Recebi um telefonema de minha cunhada hoje à tarde e, depois de mais ou menos meia hora, contei a ela o que tinha feito. Ela disse que já sabia, e que meu pai repassara o e-mail para meu irmão, pedindo a opinião dele (meu irmão não se manifestou sobre a questão); então meu irmão mostrou a mensagem para minha cunhada. Estou plenamente consciente de que meu Ser condicionado está sofrendo novamente a rejeição, os segredos e a sensação de que ninguém se preocupa com meu bem-estar. Entendo isso e consigo superar. Minha dificuldade é com o relacionamento que meu irmão manteve com meu pai e comigo e com o fato de que em vinte anos ele nunca tenha falado de mim, nem sequer para dizer a meu pai que eu tive um segundo filho. Não sei qual será o resultado ou se terei uma resposta. Estou com muita dificuldade para processar tudo isso.

Resposta:

O simples ato de mandar uma mensagem para seu pai depois de tantos anos foi uma iniciativa importante para sua psique. Sua referência ao passado foi elaborada de forma tão cuidadosa para parecer filosófica, neutra e isenta de acusações que, em minha opinião, seu pai realmente precisa de ajuda para decodificar e interpretar quais podem ser as suas intenções por trás desse e-mail. Por exemplo, será que sua expressão “estou feliz com quem sou e onde estou” significa que você não tem interesse em dar o próximo passo para vê-lo ou falar com ele, ou significa simplesmente que você está feliz com quem é e onde está?

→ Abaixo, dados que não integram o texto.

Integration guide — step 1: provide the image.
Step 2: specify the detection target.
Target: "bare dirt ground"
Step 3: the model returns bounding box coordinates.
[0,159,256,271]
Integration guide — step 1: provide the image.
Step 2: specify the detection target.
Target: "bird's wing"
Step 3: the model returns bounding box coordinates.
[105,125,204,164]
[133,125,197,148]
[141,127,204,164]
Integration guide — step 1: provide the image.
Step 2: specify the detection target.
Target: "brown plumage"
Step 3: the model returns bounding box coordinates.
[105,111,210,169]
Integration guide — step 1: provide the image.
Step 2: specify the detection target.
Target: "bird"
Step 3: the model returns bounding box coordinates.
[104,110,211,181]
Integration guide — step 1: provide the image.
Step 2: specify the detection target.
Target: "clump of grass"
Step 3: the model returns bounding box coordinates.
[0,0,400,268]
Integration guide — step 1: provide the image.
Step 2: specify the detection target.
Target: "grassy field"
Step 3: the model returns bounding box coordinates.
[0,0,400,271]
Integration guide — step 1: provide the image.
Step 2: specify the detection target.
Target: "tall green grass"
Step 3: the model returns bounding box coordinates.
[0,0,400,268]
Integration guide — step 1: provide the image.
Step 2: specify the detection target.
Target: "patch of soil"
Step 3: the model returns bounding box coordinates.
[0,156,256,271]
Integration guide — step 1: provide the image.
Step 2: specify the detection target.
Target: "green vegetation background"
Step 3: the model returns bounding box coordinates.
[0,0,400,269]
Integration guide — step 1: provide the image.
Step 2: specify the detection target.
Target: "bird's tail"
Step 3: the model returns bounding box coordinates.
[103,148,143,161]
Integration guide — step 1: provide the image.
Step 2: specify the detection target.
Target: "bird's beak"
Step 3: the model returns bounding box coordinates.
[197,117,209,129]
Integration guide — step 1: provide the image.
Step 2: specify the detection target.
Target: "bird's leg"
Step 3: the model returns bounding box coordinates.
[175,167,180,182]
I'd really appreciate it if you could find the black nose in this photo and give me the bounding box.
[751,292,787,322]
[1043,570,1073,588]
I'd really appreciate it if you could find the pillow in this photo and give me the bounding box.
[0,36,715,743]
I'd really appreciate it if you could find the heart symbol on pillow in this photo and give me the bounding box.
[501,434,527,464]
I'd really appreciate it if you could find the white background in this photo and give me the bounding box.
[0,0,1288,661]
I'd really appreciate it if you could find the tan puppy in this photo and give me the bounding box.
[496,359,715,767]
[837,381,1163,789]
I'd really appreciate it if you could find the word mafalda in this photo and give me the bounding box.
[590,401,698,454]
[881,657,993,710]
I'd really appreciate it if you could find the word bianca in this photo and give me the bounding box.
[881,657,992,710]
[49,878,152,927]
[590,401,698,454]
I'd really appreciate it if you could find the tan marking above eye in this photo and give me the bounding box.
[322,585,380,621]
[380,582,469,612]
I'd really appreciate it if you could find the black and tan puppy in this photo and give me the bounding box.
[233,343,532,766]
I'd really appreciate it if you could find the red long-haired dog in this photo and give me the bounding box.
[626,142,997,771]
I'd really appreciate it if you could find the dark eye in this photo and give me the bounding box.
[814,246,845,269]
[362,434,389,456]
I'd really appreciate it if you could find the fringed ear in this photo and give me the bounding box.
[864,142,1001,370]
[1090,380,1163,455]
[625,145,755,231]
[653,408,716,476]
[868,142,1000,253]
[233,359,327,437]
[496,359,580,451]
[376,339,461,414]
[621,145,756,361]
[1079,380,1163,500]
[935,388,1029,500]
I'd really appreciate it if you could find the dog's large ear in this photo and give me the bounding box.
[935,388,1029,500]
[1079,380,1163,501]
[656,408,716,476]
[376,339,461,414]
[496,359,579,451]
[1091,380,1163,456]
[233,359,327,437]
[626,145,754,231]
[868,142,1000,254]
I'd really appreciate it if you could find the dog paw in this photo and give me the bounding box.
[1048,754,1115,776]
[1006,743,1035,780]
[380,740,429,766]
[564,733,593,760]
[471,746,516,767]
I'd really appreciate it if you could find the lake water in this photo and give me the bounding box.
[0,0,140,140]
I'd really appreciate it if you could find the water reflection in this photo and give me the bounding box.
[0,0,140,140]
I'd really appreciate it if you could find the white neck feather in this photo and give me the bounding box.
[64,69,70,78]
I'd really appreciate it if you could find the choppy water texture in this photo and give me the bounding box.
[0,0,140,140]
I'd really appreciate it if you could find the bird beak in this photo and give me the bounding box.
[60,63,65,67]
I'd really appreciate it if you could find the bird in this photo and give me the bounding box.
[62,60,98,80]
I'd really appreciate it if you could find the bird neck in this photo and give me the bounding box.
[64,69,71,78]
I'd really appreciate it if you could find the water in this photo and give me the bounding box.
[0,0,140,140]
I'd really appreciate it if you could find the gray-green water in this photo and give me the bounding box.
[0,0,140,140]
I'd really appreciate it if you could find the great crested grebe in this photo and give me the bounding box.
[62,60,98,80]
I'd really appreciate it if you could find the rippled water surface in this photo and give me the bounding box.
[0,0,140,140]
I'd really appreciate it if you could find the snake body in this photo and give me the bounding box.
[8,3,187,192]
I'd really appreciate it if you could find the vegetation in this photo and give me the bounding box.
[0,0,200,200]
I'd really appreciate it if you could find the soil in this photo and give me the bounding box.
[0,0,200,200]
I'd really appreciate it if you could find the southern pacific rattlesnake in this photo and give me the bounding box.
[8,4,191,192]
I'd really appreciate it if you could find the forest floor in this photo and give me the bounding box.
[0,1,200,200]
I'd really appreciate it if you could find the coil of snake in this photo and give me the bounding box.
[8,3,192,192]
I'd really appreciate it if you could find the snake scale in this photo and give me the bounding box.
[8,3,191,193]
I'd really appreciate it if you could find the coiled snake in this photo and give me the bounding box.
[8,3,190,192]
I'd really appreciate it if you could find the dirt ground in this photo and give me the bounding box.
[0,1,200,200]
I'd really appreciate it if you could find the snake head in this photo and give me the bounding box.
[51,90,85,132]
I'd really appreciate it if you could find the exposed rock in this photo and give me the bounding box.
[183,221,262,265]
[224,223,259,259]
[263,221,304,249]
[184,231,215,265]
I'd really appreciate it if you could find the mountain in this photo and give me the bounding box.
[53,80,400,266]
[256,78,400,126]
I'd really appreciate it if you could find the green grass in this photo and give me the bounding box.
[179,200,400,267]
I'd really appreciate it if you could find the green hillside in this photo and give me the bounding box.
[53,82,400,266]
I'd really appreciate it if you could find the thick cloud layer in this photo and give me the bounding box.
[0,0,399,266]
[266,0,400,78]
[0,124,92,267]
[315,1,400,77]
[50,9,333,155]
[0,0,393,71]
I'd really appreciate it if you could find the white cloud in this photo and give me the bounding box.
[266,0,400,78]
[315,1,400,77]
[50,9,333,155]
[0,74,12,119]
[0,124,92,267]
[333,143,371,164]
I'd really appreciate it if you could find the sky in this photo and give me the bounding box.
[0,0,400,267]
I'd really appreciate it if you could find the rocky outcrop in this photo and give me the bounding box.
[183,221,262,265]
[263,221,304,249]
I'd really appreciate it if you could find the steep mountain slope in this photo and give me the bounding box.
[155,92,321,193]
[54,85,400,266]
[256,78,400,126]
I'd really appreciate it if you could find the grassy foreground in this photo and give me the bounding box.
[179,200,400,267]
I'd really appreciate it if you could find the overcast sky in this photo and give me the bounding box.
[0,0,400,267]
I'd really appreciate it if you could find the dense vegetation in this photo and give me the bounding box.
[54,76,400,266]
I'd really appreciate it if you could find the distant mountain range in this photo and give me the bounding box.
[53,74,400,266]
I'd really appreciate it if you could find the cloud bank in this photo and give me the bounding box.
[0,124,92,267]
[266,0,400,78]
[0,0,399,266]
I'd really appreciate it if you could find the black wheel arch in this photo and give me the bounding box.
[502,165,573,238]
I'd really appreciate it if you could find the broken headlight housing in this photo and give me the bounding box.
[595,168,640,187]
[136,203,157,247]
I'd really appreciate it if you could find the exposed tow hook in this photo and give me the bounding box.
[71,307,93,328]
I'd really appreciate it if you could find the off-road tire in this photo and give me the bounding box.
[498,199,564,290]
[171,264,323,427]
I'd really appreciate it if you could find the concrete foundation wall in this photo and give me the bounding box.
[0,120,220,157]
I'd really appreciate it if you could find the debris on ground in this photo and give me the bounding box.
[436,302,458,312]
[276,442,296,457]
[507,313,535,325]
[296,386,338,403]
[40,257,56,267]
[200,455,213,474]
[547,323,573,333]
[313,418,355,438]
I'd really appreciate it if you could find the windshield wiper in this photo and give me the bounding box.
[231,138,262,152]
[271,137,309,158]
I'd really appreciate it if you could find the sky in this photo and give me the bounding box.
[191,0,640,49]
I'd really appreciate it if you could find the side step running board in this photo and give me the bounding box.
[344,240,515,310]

Não é surpresa que essa abertura de sua parte, depois de duas décadas de silêncio e segredos, suscite fortes sentimentos de rejeição e sofrimento. Isso muitas vezes acontece quando voltamos ao passado e começamos a processar aquelas partes anestesiadas e desprezadas de nosso Ser. No entanto, é uma evolução positiva e saudável. Aconselho que você dê prosseguimento a ela. Talvez você queira mandar outro e-mail apenas para explicar a seu pai seu impulso inicial de escrever. Se achar bastante seguro, pode incluir alguns de seus sentimentos. Se quiser explorar a ideia de vê-lo ou se souber que ainda não quer vê-lo, ou mesmo se ainda não tiver certeza — vá em frente e diga isso. Deixe claro o que você sente sobre a direção que quer dar ao seu relacionamento e ao de seus filhos com ele.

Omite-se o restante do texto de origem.